Em Filosofia Clinica, uma das expressões que mais encantam é: “construção compartilhada”. No trabalho de consultório, no trabalho com professor, no trabalho com consultor, é interessante ver que algumas pessoas não saber construir de maneira conjunta. Não há nada de mais, é uma característica, são pessoas que ao longo da vida aprenderam a trabalhar sozinhas e não se sentem bem trabalhando em sistema de cooperação. Este tipo de pessoa em muitos lugares são chamadas de centralizadoras, e diz-se não ser adequado colocá-las em posição de comando. Essa recomendação fica ainda mais evidente se levarmos em conta a moda atual, que é a do líder servidor. Pessoas que não conseguem trabalhar em conjunto podem ser muito boas no que fazem e para o processo como um todo, mas a elas cabe apenas uma parte. Pessoas assim não têm nenhum problema, não têm que mudar, muitas vezes que tem que mudar é quem gerencia estas pessoas, pois precisa entender que alguns são muito melhores quando estão sós.

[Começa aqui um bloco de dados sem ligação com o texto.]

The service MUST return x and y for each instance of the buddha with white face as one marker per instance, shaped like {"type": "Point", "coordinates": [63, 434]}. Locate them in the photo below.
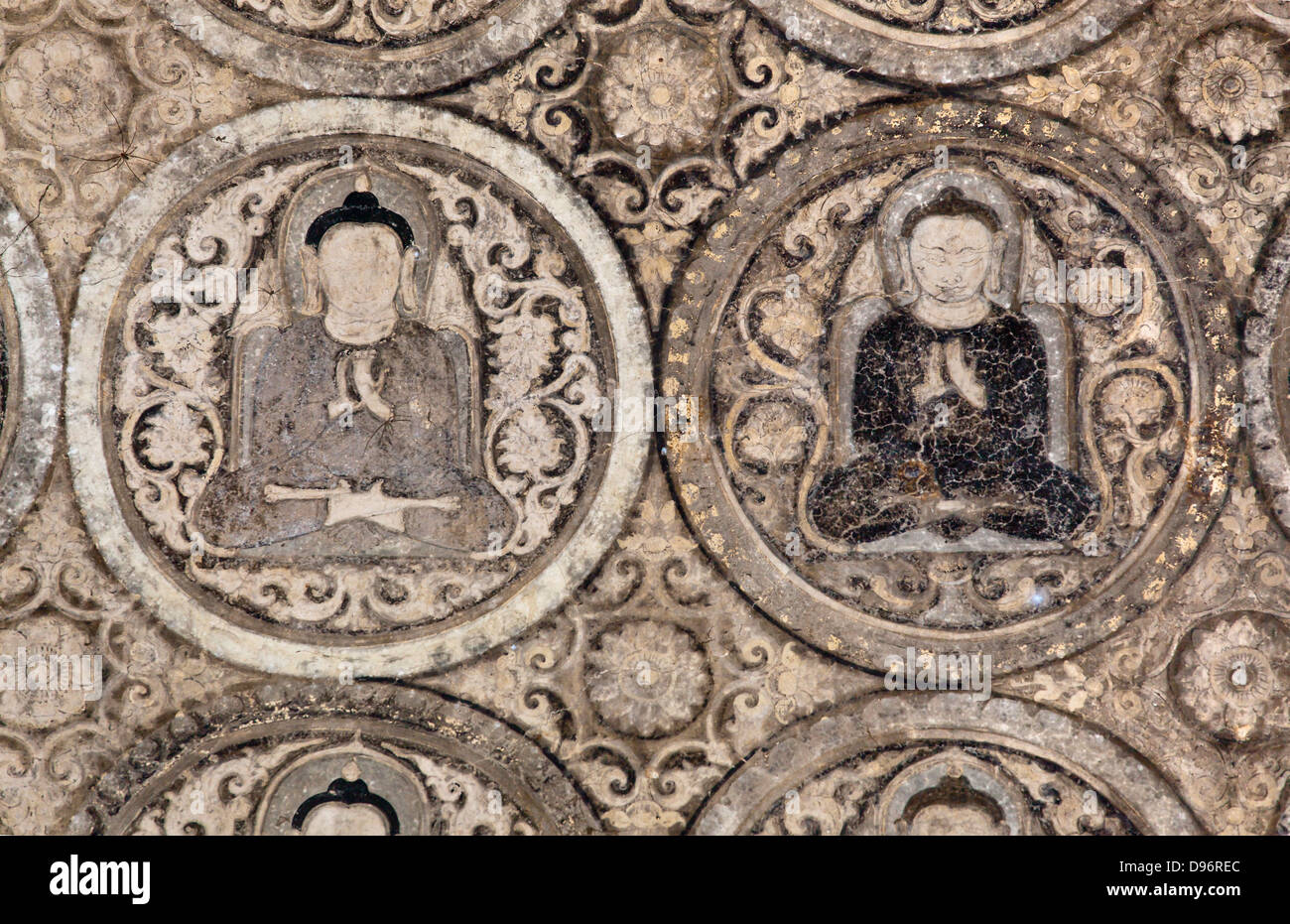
{"type": "Point", "coordinates": [355, 433]}
{"type": "Point", "coordinates": [950, 386]}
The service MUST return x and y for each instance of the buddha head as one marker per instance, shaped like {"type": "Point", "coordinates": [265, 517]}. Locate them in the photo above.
{"type": "Point", "coordinates": [951, 236]}
{"type": "Point", "coordinates": [347, 808]}
{"type": "Point", "coordinates": [359, 261]}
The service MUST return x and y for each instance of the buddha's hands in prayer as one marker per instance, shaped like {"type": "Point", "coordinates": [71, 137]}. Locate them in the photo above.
{"type": "Point", "coordinates": [374, 505]}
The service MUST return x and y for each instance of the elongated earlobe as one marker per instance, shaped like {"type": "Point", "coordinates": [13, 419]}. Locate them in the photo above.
{"type": "Point", "coordinates": [311, 304]}
{"type": "Point", "coordinates": [906, 287]}
{"type": "Point", "coordinates": [993, 279]}
{"type": "Point", "coordinates": [407, 300]}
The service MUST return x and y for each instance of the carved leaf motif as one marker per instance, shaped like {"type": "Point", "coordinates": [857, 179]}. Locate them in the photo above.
{"type": "Point", "coordinates": [529, 444]}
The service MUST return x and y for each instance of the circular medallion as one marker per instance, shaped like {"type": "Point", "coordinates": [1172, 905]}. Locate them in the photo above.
{"type": "Point", "coordinates": [942, 42]}
{"type": "Point", "coordinates": [338, 389]}
{"type": "Point", "coordinates": [963, 385]}
{"type": "Point", "coordinates": [375, 48]}
{"type": "Point", "coordinates": [1229, 676]}
{"type": "Point", "coordinates": [943, 764]}
{"type": "Point", "coordinates": [366, 760]}
{"type": "Point", "coordinates": [31, 366]}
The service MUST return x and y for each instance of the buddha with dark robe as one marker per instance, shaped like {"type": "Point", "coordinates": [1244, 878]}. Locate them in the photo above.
{"type": "Point", "coordinates": [950, 404]}
{"type": "Point", "coordinates": [353, 439]}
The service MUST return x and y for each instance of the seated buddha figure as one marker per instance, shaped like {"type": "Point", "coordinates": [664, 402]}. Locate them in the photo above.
{"type": "Point", "coordinates": [950, 405]}
{"type": "Point", "coordinates": [355, 421]}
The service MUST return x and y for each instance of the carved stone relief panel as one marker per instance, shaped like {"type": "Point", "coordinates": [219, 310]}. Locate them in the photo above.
{"type": "Point", "coordinates": [920, 430]}
{"type": "Point", "coordinates": [942, 764]}
{"type": "Point", "coordinates": [947, 42]}
{"type": "Point", "coordinates": [383, 760]}
{"type": "Point", "coordinates": [378, 47]}
{"type": "Point", "coordinates": [571, 444]}
{"type": "Point", "coordinates": [338, 409]}
{"type": "Point", "coordinates": [31, 366]}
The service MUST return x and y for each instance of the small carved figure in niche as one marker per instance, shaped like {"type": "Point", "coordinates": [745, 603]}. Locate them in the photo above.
{"type": "Point", "coordinates": [347, 808]}
{"type": "Point", "coordinates": [950, 407]}
{"type": "Point", "coordinates": [355, 420]}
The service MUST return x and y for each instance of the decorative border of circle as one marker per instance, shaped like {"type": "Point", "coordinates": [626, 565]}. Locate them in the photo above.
{"type": "Point", "coordinates": [334, 68]}
{"type": "Point", "coordinates": [872, 46]}
{"type": "Point", "coordinates": [411, 713]}
{"type": "Point", "coordinates": [706, 283]}
{"type": "Point", "coordinates": [39, 364]}
{"type": "Point", "coordinates": [136, 218]}
{"type": "Point", "coordinates": [814, 744]}
{"type": "Point", "coordinates": [1268, 399]}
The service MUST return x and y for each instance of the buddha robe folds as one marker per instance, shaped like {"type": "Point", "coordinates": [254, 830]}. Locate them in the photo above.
{"type": "Point", "coordinates": [404, 442]}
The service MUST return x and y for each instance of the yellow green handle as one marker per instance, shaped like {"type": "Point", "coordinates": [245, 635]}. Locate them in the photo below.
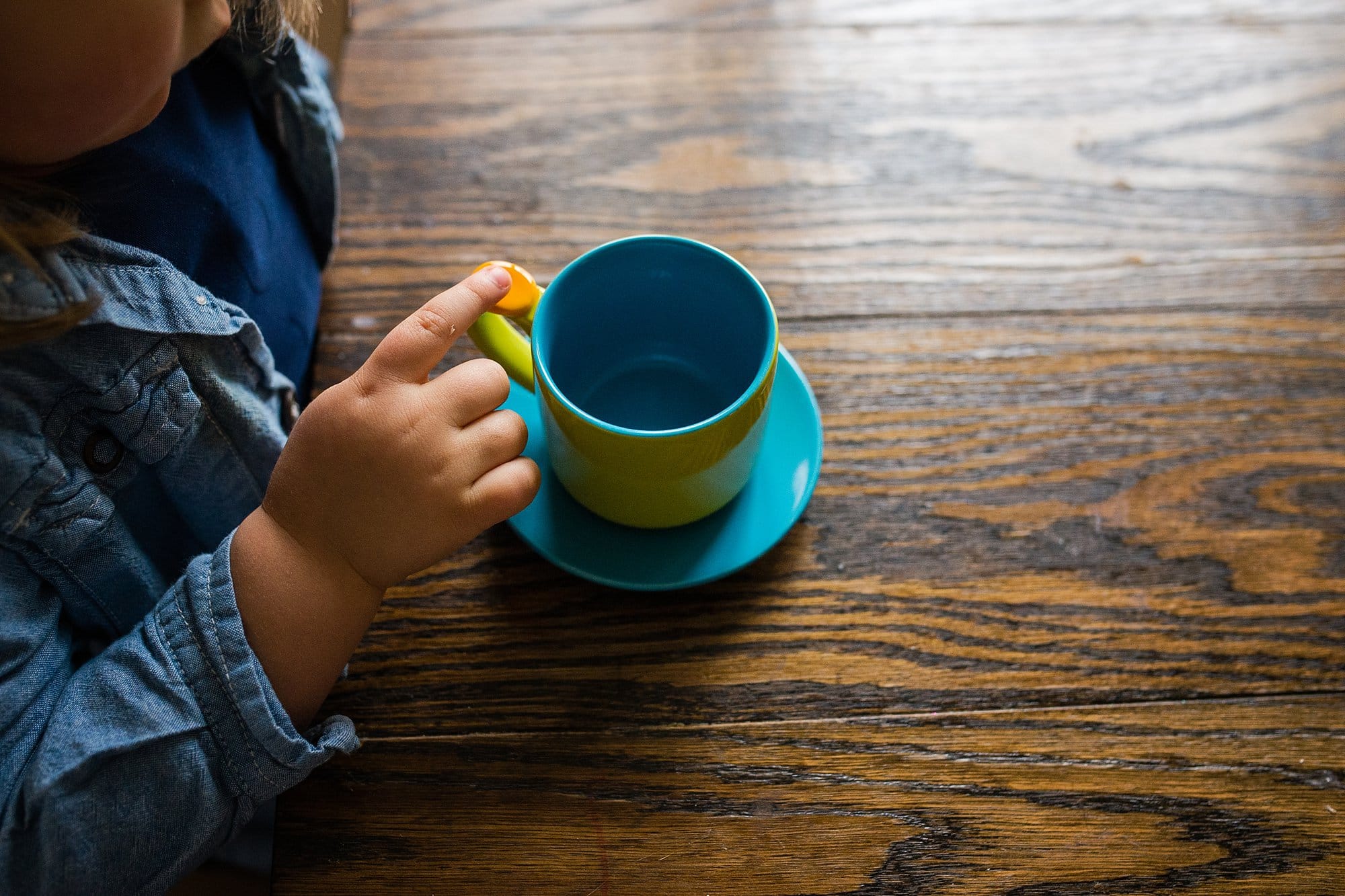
{"type": "Point", "coordinates": [506, 342]}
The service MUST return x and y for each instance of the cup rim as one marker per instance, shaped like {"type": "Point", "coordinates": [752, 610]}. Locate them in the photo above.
{"type": "Point", "coordinates": [763, 370]}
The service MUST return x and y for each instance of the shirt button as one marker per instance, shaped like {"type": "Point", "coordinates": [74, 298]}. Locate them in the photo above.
{"type": "Point", "coordinates": [103, 452]}
{"type": "Point", "coordinates": [289, 409]}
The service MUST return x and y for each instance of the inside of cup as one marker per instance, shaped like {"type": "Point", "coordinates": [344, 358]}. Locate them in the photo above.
{"type": "Point", "coordinates": [654, 334]}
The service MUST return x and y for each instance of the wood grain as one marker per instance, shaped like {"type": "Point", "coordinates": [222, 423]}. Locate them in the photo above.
{"type": "Point", "coordinates": [592, 15]}
{"type": "Point", "coordinates": [1069, 283]}
{"type": "Point", "coordinates": [886, 171]}
{"type": "Point", "coordinates": [1017, 510]}
{"type": "Point", "coordinates": [1202, 798]}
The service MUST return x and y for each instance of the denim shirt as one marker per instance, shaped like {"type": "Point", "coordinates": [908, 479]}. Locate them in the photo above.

No caso de construção Compartilhada, ocorre o inverso, há diálogo com a partilha das informações. Num diálogo, duas pessoas têm a oportunidade de expor suas ideias e serem ouvidas. A construção compartilhada acontece a partir do momento em que um ouve o outro, mas também sabe sua hora de falar. Pessoas com habilidade para dialogar podem ser boas pessoas para liderar, comandar equipes, pois são pessoas que sabem falar, mas também sabem ouvir.
Numa empresa, numa família, o diálogo é a ferramenta que permite a existência de uma construção compartilhada. Imagine que você finalmente conseguiu sentar com aquela pessoa que desejava conversar, dizendo a ela tudo o que tinha para dizer, e, melhor do que isso, ela ouviu tudo e pausadamente respondeu respeitando o seu jeito de entender. Um diálogo como estes é realmente uma construção compartilhada, cada um dos dois lados soube ouvir e na hora de ponderar o fez com respeito ao que está ouvindo. Esse exemplo se dá em torno de um diálogo, mas pode acontecer nas mais diversas áreas da vida. Pense se você faz construção compartilhada com o seu corpo, por exemplo. Como seria isso?
Uma construção compartilhada com o corpo pode acontecer quando o meu organismo começa a me dizer com pressão alta que está na hora de ir ao cardiologista. Eu posso entendê-lo, levá-lo ao cardiologista, cuidar da alimentação e quando ele estiver bem novamente talvez ele me autorize a comer aquilo que tenho vontade. Minha construção compartilhada também pode se realizar com meus amigos do trabalho, minha família. A construção compartilhada acontece quando todos sabem ouvir e falar de maneira que o outro possa entender.
Na vida a solidão pode ser um caminho, mas a construção compartilhada pode abrir portas para relacionamentos fortes, duradouros. A relação de partilha é uma relação em que cada um é o ponto de referência para o outro. Numa empresa onde cada um é por si, onde não há construção compartilhada, as relações são de disputa, e, provavelmente o amanhã não existirá.